Surprising Limits Discovered in Quest for Optimal Solutions
Introduction
Our lives are a succession of optimization problems. They occur when we search for the fastest route home from work or attempt to balance cost and quality on a trip to the store, or even when we decide how to spend limited free time before bed.
These scenarios and many others can be represented as a mathematical optimization problem. Making the best decisions is a matter of finding their optimal solutions. And for a world steeped in optimization, two recent results provide both good and bad news.

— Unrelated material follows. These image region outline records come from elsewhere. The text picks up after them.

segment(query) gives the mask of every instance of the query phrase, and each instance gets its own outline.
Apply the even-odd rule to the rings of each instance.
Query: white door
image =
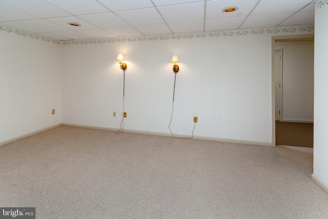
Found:
[[[275,102],[276,120],[281,121],[282,114],[282,50],[276,49],[275,51]]]

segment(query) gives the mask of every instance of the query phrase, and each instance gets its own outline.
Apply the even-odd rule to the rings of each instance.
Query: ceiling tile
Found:
[[[101,28],[130,26],[112,12],[80,15],[78,17]]]
[[[258,27],[275,27],[285,19],[293,15],[293,13],[265,14],[250,16],[246,19],[241,28],[254,28]]]
[[[166,24],[137,26],[135,27],[145,35],[172,34]]]
[[[10,21],[10,20],[0,17],[0,22],[7,22]]]
[[[98,1],[113,11],[126,11],[154,7],[149,0],[119,0],[119,1],[98,0]]]
[[[44,0],[73,15],[107,12],[109,10],[94,0]]]
[[[120,17],[131,25],[147,25],[165,22],[154,8],[131,10],[116,12]]]
[[[309,4],[306,7],[301,10],[301,11],[314,11],[315,9],[315,1],[312,3]]]
[[[169,23],[169,26],[174,33],[191,33],[202,32],[204,22],[195,21],[186,22],[176,22]]]
[[[105,28],[106,31],[118,36],[143,36],[141,33],[132,27]]]
[[[261,0],[251,15],[296,12],[312,1],[312,0]]]
[[[282,22],[279,26],[314,24],[314,13],[312,11],[300,11]]]
[[[57,39],[58,41],[66,41],[70,39],[68,38],[64,37],[64,36],[59,36],[59,35],[54,34],[52,33],[38,33],[37,35],[44,36],[47,38],[50,38],[54,39]]]
[[[86,21],[75,16],[54,17],[51,18],[47,18],[46,20],[57,24],[57,25],[60,25],[63,27],[65,27],[73,30],[89,30],[91,29],[99,28],[99,27],[96,27],[89,22],[87,22]],[[77,23],[81,25],[81,26],[80,27],[74,27],[68,24],[68,23],[71,22]]]
[[[203,4],[204,0],[153,0],[153,2],[156,6],[164,6],[166,5],[178,5],[193,2],[201,2]]]
[[[0,0],[0,2],[42,18],[71,15],[42,0]]]
[[[90,36],[91,37],[95,38],[117,37],[117,36],[112,34],[102,29],[97,29],[95,30],[83,30],[77,31],[77,32],[83,33],[84,34],[88,36]]]
[[[69,31],[53,32],[52,33],[70,39],[86,39],[90,38],[90,36],[79,33],[77,31],[74,31],[74,30],[70,30]]]
[[[158,9],[167,23],[197,21],[204,18],[203,3],[159,7]]]
[[[20,30],[23,31],[28,32],[29,33],[35,33],[44,32],[44,30],[34,28],[34,27],[29,27],[28,26],[26,26],[24,24],[19,24],[19,23],[15,22],[4,22],[1,23],[1,24],[4,25],[7,27],[11,27],[12,28],[15,28],[17,30]]]
[[[34,28],[39,29],[45,32],[64,31],[69,30],[69,29],[50,22],[44,19],[36,19],[33,20],[19,21],[20,24],[29,26]]]
[[[258,0],[219,0],[208,2],[206,7],[206,19],[248,16],[258,1]],[[222,9],[232,6],[237,7],[238,9],[231,13],[222,11]]]
[[[37,19],[38,17],[11,7],[0,4],[0,14],[1,17],[11,21]]]
[[[210,19],[206,20],[206,31],[217,31],[223,30],[236,29],[246,17],[229,18]]]

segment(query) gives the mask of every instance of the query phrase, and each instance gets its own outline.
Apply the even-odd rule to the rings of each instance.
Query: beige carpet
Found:
[[[276,121],[276,144],[313,148],[313,124]]]
[[[0,206],[37,218],[327,218],[313,154],[60,127],[0,147]]]

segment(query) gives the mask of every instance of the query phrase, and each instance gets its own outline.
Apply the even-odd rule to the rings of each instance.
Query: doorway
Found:
[[[299,83],[298,82],[298,78],[296,78],[295,79],[295,75],[294,75],[294,78],[293,77],[293,75],[292,74],[292,76],[288,75],[288,74],[286,74],[286,75],[283,75],[283,67],[285,67],[284,70],[286,71],[288,71],[290,69],[286,69],[286,66],[284,66],[283,65],[283,55],[284,55],[284,51],[283,48],[279,47],[279,44],[281,42],[297,42],[297,41],[313,41],[314,40],[314,35],[299,35],[299,36],[276,36],[272,37],[272,142],[273,146],[275,146],[277,142],[277,139],[276,139],[277,134],[280,135],[281,133],[282,129],[279,129],[279,130],[276,130],[276,128],[281,129],[281,125],[287,125],[286,126],[286,127],[290,127],[291,129],[290,131],[283,131],[283,133],[284,134],[286,134],[286,136],[288,136],[290,138],[293,137],[292,135],[295,135],[297,133],[297,132],[299,132],[299,130],[298,131],[296,131],[297,129],[295,127],[297,126],[293,126],[293,125],[298,126],[299,125],[301,127],[300,130],[304,129],[304,127],[307,127],[306,128],[305,131],[306,132],[306,135],[309,136],[309,133],[310,133],[310,138],[308,137],[306,138],[306,141],[301,141],[301,142],[310,142],[312,143],[312,147],[313,147],[313,112],[311,111],[311,108],[312,110],[313,110],[313,104],[312,106],[306,106],[304,107],[304,103],[301,103],[300,105],[299,103],[296,103],[298,99],[300,99],[300,96],[302,93],[306,94],[307,93],[311,93],[309,92],[302,91],[301,92],[299,92],[297,89],[299,88],[300,87],[302,88],[303,87],[306,88],[309,87],[308,85],[303,86],[303,84],[296,84],[296,85],[293,86],[292,84],[290,84],[291,83]],[[276,44],[277,43],[277,46],[276,46]],[[314,46],[313,46],[314,47]],[[286,50],[288,51],[288,49]],[[302,52],[303,52],[302,51]],[[298,54],[300,53],[297,53]],[[288,54],[288,52],[287,53]],[[291,58],[288,60],[288,62],[287,64],[290,64],[291,60],[294,58]],[[297,58],[294,58],[297,59]],[[301,63],[303,63],[304,62],[302,61]],[[301,66],[302,64],[304,64],[304,63],[300,63],[299,65]],[[288,65],[286,65],[287,66]],[[302,69],[304,68],[302,66],[297,67],[297,66],[299,65],[298,64],[295,65],[296,66],[296,68],[297,69],[301,69],[301,71]],[[293,67],[295,67],[293,66]],[[313,70],[313,69],[312,69]],[[298,71],[298,70],[297,70]],[[299,73],[298,72],[297,72]],[[313,75],[312,75],[313,77]],[[284,82],[284,79],[285,82],[286,82],[287,85],[285,86],[284,90],[284,88],[283,88],[283,83]],[[303,81],[305,81],[308,80],[308,79],[305,78],[305,79],[303,79]],[[294,82],[295,81],[295,82]],[[291,88],[293,89],[291,89]],[[308,88],[309,89],[309,88]],[[284,93],[285,92],[285,93]],[[291,95],[291,92],[294,92],[294,95],[298,95],[298,96],[288,96],[287,95]],[[283,96],[284,95],[284,96]],[[313,98],[314,94],[312,92],[312,93],[310,93],[310,96],[311,98]],[[309,97],[309,96],[308,97]],[[302,105],[303,104],[303,105]],[[285,109],[284,109],[284,106],[285,107]],[[310,113],[309,113],[309,109],[310,109]],[[307,110],[307,111],[306,111]],[[304,112],[303,112],[303,111]],[[284,115],[284,112],[285,112]],[[312,114],[311,114],[312,113]],[[312,116],[312,117],[311,117]],[[277,122],[281,123],[283,122],[283,124],[276,124]],[[312,126],[312,127],[311,127]],[[309,127],[310,126],[310,128]],[[286,128],[286,127],[285,127]],[[311,130],[312,132],[309,131],[309,130]],[[288,132],[288,133],[287,133]],[[304,134],[301,134],[301,135],[303,137],[305,136]],[[295,139],[300,139],[300,137],[298,137],[297,136],[295,137]],[[312,137],[312,139],[311,139]],[[310,139],[310,140],[309,140]],[[278,140],[278,141],[280,141],[280,138]],[[297,143],[297,141],[292,140],[291,142],[293,143],[295,143],[296,144],[299,144]],[[279,142],[279,144],[277,144],[278,145],[280,145],[281,143]],[[304,145],[291,145],[293,144],[290,143],[287,143],[287,144],[283,144],[282,145],[287,145],[287,146],[295,146],[299,147],[304,147]],[[307,147],[307,146],[305,146]]]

In a paper posted in August 2020, Amir Ali Ahmadi of Princeton University and his former student, Jeffrey Zhang, who is now at Carnegie Mellon University, established that for some quadratic optimization problems — in which pairs of variables can interact — it’s computationally infeasible to find even locally optimal solutions in a time-efficient manner.
But then, two days later, Zhang and Ahmadi released a second paper with a positive takeaway. They proved that it’s always possible to quickly identify whether a cubic polynomial — which can feature three-way interactions between variables — has a local minimum, and to find it if it does.
The limits are not what their discoverers expected.
“I wouldn’t have thought that something magical happens with cubics which makes their local minima tractable to find,” said Ahmadi.
Altogether, the results establish two important markers in the study of computational complexity, proving that certain kinds of problems are easy to solve while others are necessarily hard.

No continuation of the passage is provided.